Димитриос Ништяк из тотема Совы. Героическая фантастика - страница 26
Откуда что берется?
Народ, моментально поняв, что ночная битва с неизвестным противником не в интересах деревни, быстро сложил на площади кучу из оружия и доспехов (немного, всего несколько старых шлемов и кирас). На расстеленную простыню посыпались деньги и украшения. Золота было мало, всего несколько пар серег и десяток колец. Обрадованные освобожденные рабы – человек сорок, привели лошадей. Опытные лошадники Моше и Исаак выбрали годных под седло. Их оказалось всего восемь. Немного, но лучше, чем ничего.
Бойцы смотрели на своего вождя с обожанием, но глаза у них блестели в отсветах пламени волчьим блеском. Дмитрий вздохнул. Нет, от грабежа и насилия их не удержать! Самого порвут, как Тузик грелку.
– Моше, Феликс! Вы со мной, охраняете добычу! Эй! Выступаем на рассвете! Помните мой приказ, и передайте его новичкам!
С улюлюканьем бойцы бросились на толпу, хватая женщин помоложе. Визг, вопли, стоны. Дмитрий отвернулся. Некоторые мужчины попытались противостоять этому, но блеснули клинки, и острый, ни на что другое не похожий, запах крови разнесся в воздухе.
На рассвете все собрались. Кое-кто пошатывался, но не падал. Густо несло перегаром. Одежда у многих была в крови. Несколько человек было легко ранено, с наспех наложенными повязками.
– Кто не может идти? – громко крикнул Дмитрий.
– Симон, о вождь! – откликнулся Исаак, – Ему перебил ноги кузнец!
На руках вынесли Симона. Он был в сознании. Крупные капли пота покрывали его лицо. Обе ноги ниже колен были сломаны, осколки кости торчали наружу. Не залечить.
– Привести кузнеца! – приказал Дмитрий.
Связанного, покрытого копотью мужика тут же поставили на колени перед отрядом.
– Я защищал свою семью и имущество, вождь! Каждый имеет право на оборону! – вскричал тот.
– Верно! – кивнул бывший студент римского права, и обратился к Симону:
– Поединок был честный?
– Да, мой вождь. Он победил меня в открытом бою.
– Тогда я отпускаю этого человека. Он прав, каждый имеет право на самозащиту!

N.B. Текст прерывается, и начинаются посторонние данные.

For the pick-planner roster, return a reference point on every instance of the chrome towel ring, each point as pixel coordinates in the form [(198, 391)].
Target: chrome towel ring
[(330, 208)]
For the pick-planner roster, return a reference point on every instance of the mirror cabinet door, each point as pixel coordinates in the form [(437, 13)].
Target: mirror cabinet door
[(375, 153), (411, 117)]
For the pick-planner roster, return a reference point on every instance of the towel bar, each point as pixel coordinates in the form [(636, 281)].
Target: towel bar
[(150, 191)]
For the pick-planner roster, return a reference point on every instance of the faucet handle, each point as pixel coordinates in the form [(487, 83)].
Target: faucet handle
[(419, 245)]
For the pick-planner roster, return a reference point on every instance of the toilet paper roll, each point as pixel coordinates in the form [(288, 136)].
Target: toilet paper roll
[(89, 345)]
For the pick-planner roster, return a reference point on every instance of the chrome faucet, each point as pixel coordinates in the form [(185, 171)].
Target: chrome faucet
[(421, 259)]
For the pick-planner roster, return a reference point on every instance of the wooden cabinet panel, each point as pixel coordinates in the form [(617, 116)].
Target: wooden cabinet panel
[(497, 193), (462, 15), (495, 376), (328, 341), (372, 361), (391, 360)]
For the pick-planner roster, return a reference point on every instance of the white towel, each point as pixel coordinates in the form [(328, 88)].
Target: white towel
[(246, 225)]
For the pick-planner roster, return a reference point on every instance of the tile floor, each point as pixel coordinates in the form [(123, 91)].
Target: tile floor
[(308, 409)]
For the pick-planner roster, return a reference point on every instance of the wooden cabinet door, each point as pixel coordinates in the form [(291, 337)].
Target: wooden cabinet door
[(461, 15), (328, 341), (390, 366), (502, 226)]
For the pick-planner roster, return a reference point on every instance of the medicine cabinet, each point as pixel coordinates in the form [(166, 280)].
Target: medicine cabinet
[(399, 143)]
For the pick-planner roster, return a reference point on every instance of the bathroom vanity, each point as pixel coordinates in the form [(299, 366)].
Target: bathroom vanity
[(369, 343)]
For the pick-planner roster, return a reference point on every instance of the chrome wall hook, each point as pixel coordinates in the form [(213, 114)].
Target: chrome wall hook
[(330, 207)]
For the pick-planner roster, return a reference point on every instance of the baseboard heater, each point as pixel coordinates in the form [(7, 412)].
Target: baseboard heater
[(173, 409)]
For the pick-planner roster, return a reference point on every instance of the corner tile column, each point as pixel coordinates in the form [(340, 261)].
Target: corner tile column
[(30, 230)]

Воины одобрительно зашумели. С кузнеца сняли веревки и слегка наподдали по филейной части, чтоб резвей двигался.
Дмитрий подошел к Симону.
– Рана моя смертельна, вождь. Я уже не поправлюсь. Даже если ампутировать ноги, римляне распнут меня, ибо мне некуда деться отсюда. Вы не можете отягощать себя такой обузой. Милосердия, Димитриос! – он говорил быстро, глотая слоги, лихорадочно блестя глазами. Руки его беспокойно шарили по земле, как бы ища что-то.
Он прав, бедолага. Отряд должен двигаться быстро, любая задержка смертельно опасна. До Везувия далеко, мало ли, что нас ждет по дороге…
Дмитрий вынул меч и содрогнулся. Он, в душе все ещё Митенька Совин и нежный мальчик, должен сейчас убить человека! Товарища! Но это надо, необходимо сделать для блага всех, и в первую очередь – Симона.
Приставив меч к нижнему краю ребер, Дмитрий Иванович Совин, рожденный в двадцатом веке, он же Димитриос из тотема Совы, вождь восставших рабов в веке первом до нашей эры, прошептал:
– Прощай, товарищ! – и резким движением вогнал меч снизу вверх, под грудину.
Отряд невольно охнул. Глаза Симона широко раскрылись, он замер… замер. Что-то неуловимое покинуло его. Душа? Наверное…
Дмитрий встал, выдернул клинок. С противным чавкающим звуком, как сапог из грязи. Вытер лезвие пучком травы. Он был спокоен, даже сам не ожидал.
– Вперед! На Везувий! Свобода и Спартак! – раздалась его команда.